- Directed by: Sidney Hayers
- Written by: John Kruse
- Based on: novel Echo of Barbara by Jonathan Burke
- Produced by: Julian Wintle Leslie Parkyn
- Starring: Mervyn Johns Maureen Connell with Paul Stassino
- Cinematography: Michael Reed
- Edited by: Tristam Cones
- Music by: Davide Castrati
- Production company: Independent Artists
- Distributed by: Anglo-Amalgamated Film Distributors (UK)
- Release date: 1960;
- Running time: 58 minutes
- Country: United Kingdom
- Language: English

= Echo of Barbara =

1960 British film directed by Sidney Hayers

Echo of Barbara is a 1960 British crime film directed by Sidney Hayers, and starring Mervyn Johns and Maureen Connell. It was written by John Kruse based on the 1959 novel of the same title by Jonathan Burke. It was one of several crime films Hayers made for Anglo-Amalgamated.

== Plot ==
Soho stripper Paula Brown poses as Barbara, the missing daughter of crooked Sam Roscoe, hoping to uncover the whereabouts of stolen money.

==Cast==
- Mervyn Johns as Sam Roscoe
- Maureen Connell as Paula Brown
- Paul Stassino as Caledonia
- Ronald Hines as Mike Roscoe
- Tom Bell as Ben
- Brian Peck as Ted
- Eddie Leslie as aide
- Beatrice Varley as Mrs. Roscoe
- John Abineri as Rankin
- Diana Potter as Pam

==Critical reception==
The Monthly Film Bulletin wrote: "An intricate and implausible impersonation story, made without style and falling back on sleazy and violent backgrounds and incidents to whip up some artificial excitement."

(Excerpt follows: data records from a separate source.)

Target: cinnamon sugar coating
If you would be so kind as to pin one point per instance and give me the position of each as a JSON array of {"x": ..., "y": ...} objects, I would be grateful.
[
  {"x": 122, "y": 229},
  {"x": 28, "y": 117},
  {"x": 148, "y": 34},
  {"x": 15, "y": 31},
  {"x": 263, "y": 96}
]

Kine Weekly wrote: "There are some seamy and violent passages, but a strong human interest, smoothly developed by Maureen Connell as the heroine, preserves essential balance. It's potent and palatable fare. ... The picture opens in a striptease joint and has a few other sexy moments, but sensationalism is a means to a suspenseful and morally sound climax. Maureen Connell meets all acting demands and is easy on the eyes as Paula, Mervyn Johns scores as Sam, and Paul Stassino and Ronald Hines thoroughly convince as the ruthless Caledonia and two-timing Mike respectively. Its direction, too, has punch, the feminine angle is strong, and its backgrounds are suitably varied."

Allmovie called it "a better-than-usual British programmer, entertaining despite its surplus of unpleasant leading characters."